Unless you live under a rock, you’ve heard about the benefits of yoga for stress relief. Yoga increases the activation of the parasympathetic nervous system (the calming side) and reduces cortisol levels.
One study conducted by researchers at the University of Schleswig-Holstein in Germany in the journal Evidence-Based Complementary and Alternative Medicine, suggested that even a single yoga session can encourage the nervous system to find flexibility and balance (9).
By training yourself to actively observe while staying calm in poses, you’ll be able to do the same thing when difficult sensations, thoughts, or emotions arise in the face of stress. Instead of going into your habitual reaction mode, you’ll notice what’s happening while staying present enough to choose an appropriate response (10).
Chill & lose weight?
Wouldn’t it be great if the solution to losing weight was as simple as to just chill out? All of a sudden we would have a flood of zen people roaming the earth. But as you may already suspect, nothing is ever as straight forward or as simple as it seems.

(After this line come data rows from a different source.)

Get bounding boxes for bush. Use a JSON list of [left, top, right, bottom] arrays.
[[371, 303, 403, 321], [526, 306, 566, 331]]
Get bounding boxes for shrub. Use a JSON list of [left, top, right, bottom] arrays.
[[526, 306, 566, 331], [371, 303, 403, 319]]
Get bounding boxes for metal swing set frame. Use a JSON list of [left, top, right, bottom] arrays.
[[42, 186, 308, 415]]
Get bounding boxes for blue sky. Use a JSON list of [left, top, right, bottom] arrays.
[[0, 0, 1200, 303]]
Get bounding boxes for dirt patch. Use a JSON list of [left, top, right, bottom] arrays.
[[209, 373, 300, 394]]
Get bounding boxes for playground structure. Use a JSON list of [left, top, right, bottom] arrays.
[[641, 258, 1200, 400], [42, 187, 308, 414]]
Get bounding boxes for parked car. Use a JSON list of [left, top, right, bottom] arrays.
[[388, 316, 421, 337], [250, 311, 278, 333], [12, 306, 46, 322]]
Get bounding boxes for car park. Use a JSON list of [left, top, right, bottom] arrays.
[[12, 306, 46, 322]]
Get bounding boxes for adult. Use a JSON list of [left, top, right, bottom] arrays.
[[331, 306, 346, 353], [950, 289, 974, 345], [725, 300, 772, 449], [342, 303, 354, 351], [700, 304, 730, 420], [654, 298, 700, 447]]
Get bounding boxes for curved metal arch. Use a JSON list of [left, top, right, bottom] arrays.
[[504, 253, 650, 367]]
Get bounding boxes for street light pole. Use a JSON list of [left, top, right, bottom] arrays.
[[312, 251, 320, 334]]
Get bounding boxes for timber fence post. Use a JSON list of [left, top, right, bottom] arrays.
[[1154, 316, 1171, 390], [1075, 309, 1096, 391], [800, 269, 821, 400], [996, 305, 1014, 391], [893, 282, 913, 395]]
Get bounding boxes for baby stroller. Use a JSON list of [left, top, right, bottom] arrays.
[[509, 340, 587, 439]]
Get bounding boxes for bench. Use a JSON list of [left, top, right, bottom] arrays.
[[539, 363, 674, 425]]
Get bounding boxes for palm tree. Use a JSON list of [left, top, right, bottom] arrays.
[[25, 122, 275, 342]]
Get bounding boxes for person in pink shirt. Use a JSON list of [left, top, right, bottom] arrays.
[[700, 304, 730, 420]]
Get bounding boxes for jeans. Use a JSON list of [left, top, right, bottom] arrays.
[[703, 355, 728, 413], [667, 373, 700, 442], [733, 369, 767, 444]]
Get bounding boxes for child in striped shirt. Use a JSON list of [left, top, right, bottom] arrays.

Finding successful ways to manage stress can shift the scale in your favor, but it should be done in the context of healthy eating and an active lifestyle – which, by the way, are both extremely useful in decreasing stress hormones and promoting a healthy physiologic response.
Taking a holistic approach to stress has the potential to shrink your pants’ size by a few numbers, while also adding a few years to your life.